Samples were subjected to FACS using a BD FACS Aria II (BD Biosciences). To isolate the CD45- (hematopoietic), EpCAM− (epithelial), CD31− (endothelial), GFP+ (collagen I–expressing) population, the following isolation strategy was used (Fig. S1): debris exclusion (forward scatter [FSC]-A by side scatter [SSC]-A), doublet exclusion (SSC-W by SSC-H and FSC-W by FSC-H), dead cell exclusion (DAPI by anti-CD31-PE), CD45+ cell exclusion (anti-CD45-PerCP-Cy5.5 by Col1a1-GFP), EpCAM, and CD31+ cell exclusion (anti-CD325-APC by anti-CD31-PE), and isolation of GFP+ cells (APC by GFP). A recent single-cell RNA sequencing (RNA-seq) analysis using the same mouse strain confirmed that the vast majority of GFP+ cells lacking other lineage markers in the lungs are indeed fibroblasts, though a relatively minor population of smooth muscle cells and pericytes is also likely represented (Tsukui et al., 2020). Primary mouse fibroblasts were cultured in DMEM (Thermo Fisher Scientific) supplemented with 10% FBS (Thermo Fisher Scientific) and Anti-Anti (Thermo Fisher Scientific) unless otherwise stated.

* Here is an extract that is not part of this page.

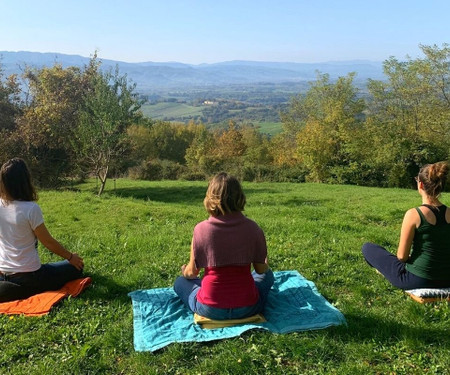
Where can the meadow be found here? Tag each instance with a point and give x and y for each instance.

Primary human lung fibroblasts were isolated by explant culture from the lungs of subjects who underwent lung transplantation and were kindly provided by Peter Bitterman (University of Minnesota, Minneapolis, MN) under a protocol approved by the University of Minnesota Institutional Review Board. Primary human lung fibroblasts were maintained in DMEM (Thermo Fisher Scientific) supplemented with 10% FBS (Thermo Fisher Scientific) and Anti-Anti (Thermo Fisher Scientific).
ATAC-seq and analysis
FACS-sorted mouse GFP+ lung fibroblasts were seeded (5,000 cells/cm2) onto 0.2-kPa PDMS, 32-kPa commercially available PDMS (Advanced Biomatrix), or tissue-culture plastic. All culture plates were identically coated with collagen I (0.1 mg/ml diluted in PBS; Advanced Biomatrix) for 1 h at room temperature. Cells were cultured for 8 d. Fibroblasts were then trypsinized and counted. 50,000 cells were subjected to Omni ATAC-seq following the published protocol (Corces et al., 2017). The size of library DNA was determined from the amplified and purified library by a Fragment Analyzer (Advanced Analytical Technologies), and the enrichment of accessible regions was determined by the fold difference between positive and negative genomic loci using real-time PCR. The following primer sequences were used: accessibility-positive control locus: AT-P7-F: 5′-GGCTTATCCGGAGCGGAAAT-3′, AT-P7-R: 5′GGCTGGAACAGGTTGTGTTG-3′. Accessibility-negative control locus: AT-P13-F: 5′-TCCCCTTTACTGTTTTCCTCTAC-3′, AT-P13-R: 5′-GGATTGATGAGGAAACAGCCTC-3′. The libraries were sequenced to 51 bp from both ends on an Illumina HiSeq 4000 instrument.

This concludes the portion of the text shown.